For the photography, he and Vince Pace developed the Sony Pace-Cameron Fusion camera system which features a "'Constant Divergence Algorithm' that adjusts S3D settings so stereo will match from shot to shot" (Daily Variety, 12/21/09). With all this, and the magnificent work of cinematographer Mauro Fiore ("The Kingdom"), the auteur brings us a gloriously variegated visualization with a sensory and sensual payload.
It's enough to give a composer a mystical high, which James Horner ("The New World") puts to use in a new age package of auditory myth and conjuring that captures the wonder and the awe of the Na'vi forest and the heartbeat of the people themselves. Imagine a musical impression of bioluminscence with choir and digital orchestration.
Beyond the art and the technological foundation, however, you can't blame Cameron if he's aiming for that audience heartbeat he obtained in "Titanic." There's no doubt he's going for another brass ring--as if he's not already in the history books for what his exacting discipline and rich imagination has already achieved.

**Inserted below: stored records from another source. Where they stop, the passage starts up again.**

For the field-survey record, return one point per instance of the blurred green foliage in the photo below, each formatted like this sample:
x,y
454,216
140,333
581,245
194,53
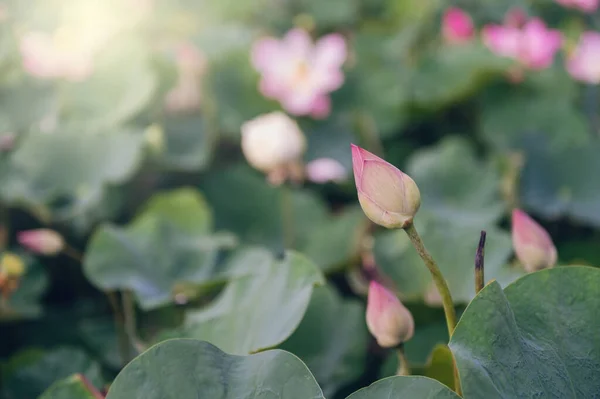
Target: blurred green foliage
x,y
160,203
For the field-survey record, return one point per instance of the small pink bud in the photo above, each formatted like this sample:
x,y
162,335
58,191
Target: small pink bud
x,y
515,17
532,244
387,319
42,241
387,196
457,26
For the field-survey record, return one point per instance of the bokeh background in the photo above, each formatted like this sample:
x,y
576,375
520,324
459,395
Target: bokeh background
x,y
178,147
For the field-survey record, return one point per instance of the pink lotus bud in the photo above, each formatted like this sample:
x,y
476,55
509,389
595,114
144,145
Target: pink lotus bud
x,y
387,196
515,17
532,244
583,5
42,241
387,319
271,141
534,46
584,63
457,26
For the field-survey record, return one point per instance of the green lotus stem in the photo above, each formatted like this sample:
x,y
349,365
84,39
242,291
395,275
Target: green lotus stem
x,y
131,321
441,285
287,216
122,338
403,366
438,279
479,263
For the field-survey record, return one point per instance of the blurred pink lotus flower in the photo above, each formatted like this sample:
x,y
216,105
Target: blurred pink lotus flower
x,y
186,95
55,56
457,26
41,241
298,73
323,170
532,244
515,17
387,319
533,45
583,5
387,196
584,63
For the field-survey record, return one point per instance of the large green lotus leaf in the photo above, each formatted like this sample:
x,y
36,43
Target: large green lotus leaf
x,y
170,242
335,241
332,339
71,165
455,186
452,73
260,308
24,303
537,338
246,205
558,182
198,369
439,365
29,373
405,387
72,387
188,143
121,86
453,247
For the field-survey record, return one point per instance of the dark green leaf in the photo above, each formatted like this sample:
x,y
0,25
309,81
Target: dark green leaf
x,y
71,387
332,339
168,243
452,73
453,247
405,387
25,301
562,182
246,205
261,308
188,143
29,373
335,241
200,370
455,186
537,338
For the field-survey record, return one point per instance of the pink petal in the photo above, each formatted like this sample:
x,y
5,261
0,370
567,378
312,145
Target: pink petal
x,y
515,17
457,25
321,107
539,44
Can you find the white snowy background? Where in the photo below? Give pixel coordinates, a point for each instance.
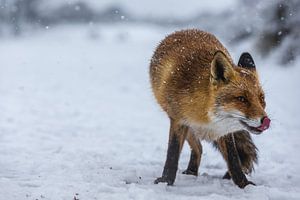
(78, 119)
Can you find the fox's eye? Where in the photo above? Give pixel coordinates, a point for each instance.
(242, 99)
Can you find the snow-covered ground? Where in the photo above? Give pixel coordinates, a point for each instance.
(78, 121)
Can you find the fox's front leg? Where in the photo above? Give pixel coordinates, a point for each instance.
(230, 154)
(196, 152)
(176, 139)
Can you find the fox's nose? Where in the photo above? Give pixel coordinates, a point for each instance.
(265, 123)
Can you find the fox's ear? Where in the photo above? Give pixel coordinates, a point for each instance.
(246, 61)
(221, 68)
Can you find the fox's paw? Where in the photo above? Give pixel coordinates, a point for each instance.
(244, 184)
(227, 176)
(164, 180)
(190, 172)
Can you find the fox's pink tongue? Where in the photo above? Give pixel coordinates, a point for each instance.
(265, 124)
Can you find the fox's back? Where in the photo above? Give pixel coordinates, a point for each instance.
(180, 66)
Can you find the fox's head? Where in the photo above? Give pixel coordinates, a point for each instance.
(239, 102)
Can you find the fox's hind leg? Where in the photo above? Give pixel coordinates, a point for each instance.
(196, 153)
(177, 136)
(229, 151)
(246, 149)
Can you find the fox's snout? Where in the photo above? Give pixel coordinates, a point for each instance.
(265, 124)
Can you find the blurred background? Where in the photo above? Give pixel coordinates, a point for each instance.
(272, 25)
(77, 116)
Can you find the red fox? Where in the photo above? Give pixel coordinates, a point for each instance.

Those critical of this movie are saying that, for all of Cameron's leading-edge technological exactitude, the story itself breaks no new ground, reducible to basic story elements of the thriller love story with villains and death-defying feats to keep our blood and emotional reactions racing. That, at least, forms their basis of complaint. I, myself, would have wished for something more visionary than a crazed colonel commanding overwhelming attack forces and air weaponry. But the unique other-world simulations with the love of nature theme is an achievement that is likely to keep critics in the minority.
Cameron shows us that in a sci-fi world, creative dimensions are what you devise and, with his skilled and sensual avatars, he has made something to thrill and captivate us--whether audience receipts top a billion dollars or not.